The ANC government followed the usual African trend: a huge cabinet and a massive civil service, both over-paid and incompetent; miles of red tape to strangle business; restrictive labour laws making it difficult to fire and therefore dangerous to hire; a minimum wage to shut poor people out of the economy; and a plethora of race laws, requiring racial quotas and appointments to be made by race rather than merit. On top of this was endemic corruption. The inevitable result was economic decline and crippling unemployment, now at 43 per cent (including those who have given up looking for work). The efficient infrastructure left by apartheid, including electricity supply, has been ruined.
In 1999, Thabo Mbeki became president. He appointed Zuma as deputy. Mbeki was haughty and neurotic. He denied HIV caused Aids, contributing to a health crisis that killed 300,000 black people. His aloofness antagonised the ANC. They turned to his easy, open, charming deputy. They deposed Mbeki and replaced him with Zuma. After complicated and unsavoury scheming, Zuma became president in 2009.
Zuma took ANC corruption scandals to new heights. Yet he had some endearing qualities. Unlike most African politicians, he was proud of being African. He had many wives and a multitude of children. He wore leopard skins and danced in front of crowds, his big bare belly bouncing up and down. And all the time he was handing over big chunks of the South African economy to the extraordinary Gupta brothers. According to the British Foreign Office, the brothers were 'at the heart of a long-running process of corruption in South Africa'. This became known as ‘state capture’.
Zuma, who along with the Gupta brothers denies any wrongdoing, fell in 2018. He was replaced by Cyril Ramaphosa, a rich, clever, measured man with a reputation for negotiation. He has been trying to manage the ferocious conflicts within the ANC, most of them about Zuma. The former president meanwhile claims he is the victim of a political conspiracy.
A ray of light is the ‘Zondo Commission’, a judicial commission to investigate corruption in South Africa. It is led by a judge of high integrity. The Commission has exposed corruption on an almost unbelievable scale, implicating ANC ministers. Zuma, suspected of being the most corrupt of all, was called repeatedly to appear before it. He refused. This is contempt of court, a serious crime. Eventually South Africa’s highest court ordered Zuma be arrested and imprisoned. The nation held its breath. The rioting began. But Zuma was put in prison. The rioting got worse.

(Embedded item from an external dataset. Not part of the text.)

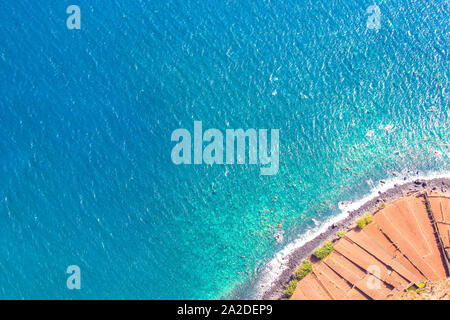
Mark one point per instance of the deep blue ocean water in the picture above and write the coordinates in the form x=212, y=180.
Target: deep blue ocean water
x=86, y=116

Compare the young men rioting now with those rioting under apartheid in the 1980s. Then, they ran amok mainly in the townships; now they are doing it in the city centres. Otherwise, they look similar, young people seeking meaning and excitement in bleak circumstances, enjoying the violence, as young men are apt to do. They are rioting for Zuma, but maybe the 43 per cent unemployment is a more important reason. They could easily be rioting against Zuma.